Justin Torres’ Autobiographical Book Comes to Brilliant, Haunting Life.

DIRECTED BY JEREMIAH ZAGAR/2018

Like a half-remembered dream of ones own childhood, director Jeremiah Zagar’s adaptation of Justin Torres’ autobiographical book of the same title, We the Animals, is both poetic and “real”.

Opening on a brilliantly realized montage of three young brothers tearing about their rural wilderness in a shirtless summer rampage of blessed, screaming abandon, We the Animals immediately and positively evokes Jordan Vogt-Roberts’ The Kings of Summer or even Terrence Malick’s The Tree of Life.  They bellow, they prod, they tease, they yell, they climb, they hit, they run.  It’s their world; they completely own it- if only in this moment.  Perhaps their awareness of its inevitable fleeting is at the heart of their aggression.  This is their jungle.

Zagar’s film is a master stroke of difficult empathy, the rare non-explicit, heavily implied depiction of a life of both pent-up love and outright abuse.

Home, though, as so often is the case, is a different matter.  Depression cloaks the place like a flame retardant blanket that’s been packed with fifty times the existential weight, and buffering all the wrong fires.  Theirs is an oppressively unkempt home, modest at best and far removed from much of society.  It’s the early 1990’s, but that’s barely a factor in anything, as some containments defy era.  An unwitting portrait of American poverty through the eyes of a dysfunctional family of Spanish descent, We the Animals is the story (the memory?) of ten-year-old Jonah (Evan Rosado), the youngest of three tight-knit brothers.  

Evan Rosado in WE THE ANIMALS.

The film’s achievements are many, though it’s greatest may be the line it walks between lucid innocence and its internalized awakening to becoming “the other”.  We the Animals is a softly twisting knife; a shimmering dream of childhood that emerges as a nightmare.  It’s a reality of the outsider’s horror of coming into himself, be it artistically, sexually, religiously, ethnically, or something else, or any given combination.  Where will I fit in?  Can I fit in?  It seems impossible.  Does the kindness of an abusive father (Raúl Castillo, unforgettable in his evocative tightrope walking) signal true acceptance?  How can it? 

The term “magical realism” is one that gets tossed around quite a bit, particularly by those who’ve taken a preferential ownership of the term.  Already in the critical world, We the Animals has caught the label, and not unearned.  While miles from the literal creature encounters of Beasts of the Southern Wild, We the Animals is a clear extension of that film’s very similar childhood vantage point (often literally, in the camera sense), it makes a controlled deviation from the empowerment fantasy narrative of Beasts, remaining shackled, though always mysteriously so, to the place of cold hard realities.  

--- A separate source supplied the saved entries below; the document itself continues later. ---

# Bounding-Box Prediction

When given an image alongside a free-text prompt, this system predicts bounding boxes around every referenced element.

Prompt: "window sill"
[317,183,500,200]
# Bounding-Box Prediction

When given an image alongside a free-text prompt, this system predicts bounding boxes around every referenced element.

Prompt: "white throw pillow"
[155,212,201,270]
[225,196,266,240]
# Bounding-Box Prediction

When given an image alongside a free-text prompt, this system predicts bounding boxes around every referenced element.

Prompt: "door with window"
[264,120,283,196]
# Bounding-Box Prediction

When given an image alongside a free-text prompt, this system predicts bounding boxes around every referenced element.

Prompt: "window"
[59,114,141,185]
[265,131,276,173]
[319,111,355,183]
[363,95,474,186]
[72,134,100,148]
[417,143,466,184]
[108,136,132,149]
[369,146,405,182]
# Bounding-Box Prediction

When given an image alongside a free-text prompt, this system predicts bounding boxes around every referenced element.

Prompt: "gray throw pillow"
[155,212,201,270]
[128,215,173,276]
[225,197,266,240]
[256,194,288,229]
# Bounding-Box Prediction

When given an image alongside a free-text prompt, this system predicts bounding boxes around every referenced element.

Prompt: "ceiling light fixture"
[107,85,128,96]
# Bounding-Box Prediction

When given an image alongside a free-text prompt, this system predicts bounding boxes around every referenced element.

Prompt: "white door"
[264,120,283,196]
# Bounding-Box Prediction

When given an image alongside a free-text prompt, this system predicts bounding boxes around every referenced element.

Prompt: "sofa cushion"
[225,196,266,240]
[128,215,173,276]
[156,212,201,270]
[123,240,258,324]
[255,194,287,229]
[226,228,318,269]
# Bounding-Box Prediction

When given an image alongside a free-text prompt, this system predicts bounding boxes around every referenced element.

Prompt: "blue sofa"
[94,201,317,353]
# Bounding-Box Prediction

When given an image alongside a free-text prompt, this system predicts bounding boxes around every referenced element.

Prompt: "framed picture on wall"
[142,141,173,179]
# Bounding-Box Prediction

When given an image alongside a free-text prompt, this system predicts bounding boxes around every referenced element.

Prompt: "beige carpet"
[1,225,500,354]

Even when Jonah’s secret journal drawings come to life on screen via evocative animation, there’s a latent violence and grappling at the core of it all, nestled in dire uncertainty and the terror of identity.  Zagar’s implementations of symbolism and unexplainables are present and important (unimportant details don’t make the cut in works such as this), but also resigned to the fringes of the life of the film.  That’s just about what the central character can manage and muster, so it is what we get.

Zagar’s film is a master stroke of difficult empathy, the rare non-explicit, heavily implied depiction of a life of both pent-up love and outright abuse.  The fact that it’s impossible to hate Jonah’s father is a sharp testament to the humanistic needle Zagar threads, though not without very necessary deep distrust and harshly lingering unease.  This is the familial survival instinct of youth being boldly and fully explored.  In so, we’re reminded not only of the wonders and freedoms of childhood, but also of the mundane inescapables and perpetual, often dire helplessness.  Your brother can ride a bike off of a pier at magic hour, but at home there are still Rice Krispies caking the sides of the sink, and Dad is walking out on your birthday.

Then, what to internalize and what to reject?  This is but the first steps in a life of perpetual imbalance, defensive distrust, and a creative’s compulsion for vulnerability as survival mechanism.  We should by now know that art is the way of true resistance- but it is also a mighty path of transparent inroads.  Is this where Jonah is headed?  What if it’s not?  No, the boys won’t be returning to their jungle much anymore.  They will acquiesce to The World, withdraw from it, or, perhaps both.  The former is the pure We the Animals path.  Overall, it’s another story than this one.

We the Animals is not a “fun sit”, per se, but it is an enriching one.  In the pantheon of loner children movies, it earns its place on the timeline, among The 400 Blows and Ratcatcher.  Zagar’s film is more the origin story than either of those cited others, even the former, whose lead character, Antoine Doinel, went on to feature in several more films, simply chronicling his challenging life.  Conversely, we’ll likely never see Jonah again.  Once the closing titles hit, propelling viewers back to their own individual realities, we realize that he has moved on into mists of memory and the mystery of his own future.